Another thing: I know it's a long shot, but does anyone have the elite 8.6 (size 18.5) and is about 170cm 5'6" tall? I can't try it, so if I can at least get some feedback, it would be great! (I do know it's very subjective  )

Oh, and I'm not really concerned about the wheel size difference I've been riding a 26" for a while, and I tried a friend's 650b for a few minutes: couldn't really see the difference.

Thanks in advance for your input!

Jac


----------



## eb1888 (Jan 27, 2012)

I would feel it unlikely an 18.5 would be small enough for you. You could look at a Trek dealer for a similar bike to test ride for sizing.


----------



## _jac_ (Aug 30, 2014)

You're probably right, given what I just found on trek's website (Trek FAQ :: What size of bike do I need?)

When I gave the technician my height, he did say my size is available. Maybe I misheard?
Anyway, I'll follow your advice, and try some trek bikes for sizing.

Thanks!


----------



## _jac_ (Aug 30, 2014)

Well, 18.5 was indeed too big. 

Still, the dilemma isn't resolved yet! I've found another interesting deal: a Cube acid 29" 2014 for 785€. It's cheaper, and has rockshox Recon silver.
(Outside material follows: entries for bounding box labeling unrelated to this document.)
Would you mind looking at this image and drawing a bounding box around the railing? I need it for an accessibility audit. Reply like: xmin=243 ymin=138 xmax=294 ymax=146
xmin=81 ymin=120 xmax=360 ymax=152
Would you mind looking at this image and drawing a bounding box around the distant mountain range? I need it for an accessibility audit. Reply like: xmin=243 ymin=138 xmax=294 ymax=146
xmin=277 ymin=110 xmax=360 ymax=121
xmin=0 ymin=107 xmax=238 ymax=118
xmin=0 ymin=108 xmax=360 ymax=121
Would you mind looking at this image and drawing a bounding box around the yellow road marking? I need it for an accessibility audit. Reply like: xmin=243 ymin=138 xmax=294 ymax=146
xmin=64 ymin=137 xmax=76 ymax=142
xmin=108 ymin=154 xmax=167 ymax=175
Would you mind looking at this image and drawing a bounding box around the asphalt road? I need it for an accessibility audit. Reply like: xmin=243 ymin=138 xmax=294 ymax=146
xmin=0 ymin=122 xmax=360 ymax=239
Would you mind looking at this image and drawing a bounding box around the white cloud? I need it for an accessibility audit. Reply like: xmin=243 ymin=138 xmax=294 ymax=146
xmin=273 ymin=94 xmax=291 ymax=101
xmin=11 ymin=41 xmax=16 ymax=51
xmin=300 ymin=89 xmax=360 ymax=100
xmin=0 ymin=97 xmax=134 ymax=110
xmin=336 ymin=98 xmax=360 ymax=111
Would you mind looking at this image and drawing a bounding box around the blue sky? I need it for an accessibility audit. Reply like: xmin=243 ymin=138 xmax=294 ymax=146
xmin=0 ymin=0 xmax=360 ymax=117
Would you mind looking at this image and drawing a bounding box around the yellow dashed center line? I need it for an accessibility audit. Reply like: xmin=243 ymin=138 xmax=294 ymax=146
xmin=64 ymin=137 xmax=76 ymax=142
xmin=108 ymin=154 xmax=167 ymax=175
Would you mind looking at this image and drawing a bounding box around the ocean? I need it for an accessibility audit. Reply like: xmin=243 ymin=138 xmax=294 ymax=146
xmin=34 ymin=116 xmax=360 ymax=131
If it were a 650b, I wouldn't hesitate, but it's a 29er, and I'm not sure it's manoeuvrable for my size...

Anyway, I'll try it tomorrow. Opinions appreciated!


----------



## Welch621 (Mar 28, 2012)

I am about 5'7'' and I ride a 17.5 Superfly 7. Its a 29er but I love the bike, I tried the 18.5 in it and it just felt way too big for me. Its amazing what the inch difference can make. Right now im trying to sell the superfly though so i can get me a fuel ex in either 650b or 29er.


----------



## _jac_ (Aug 30, 2014)

An inch does matter, I guess it wasn't my lucky day. Anyway, The fuel ex seems very nice! (I'll get something like that one of these days, I'ts just too pricey/ 'high end' for me right now)


----------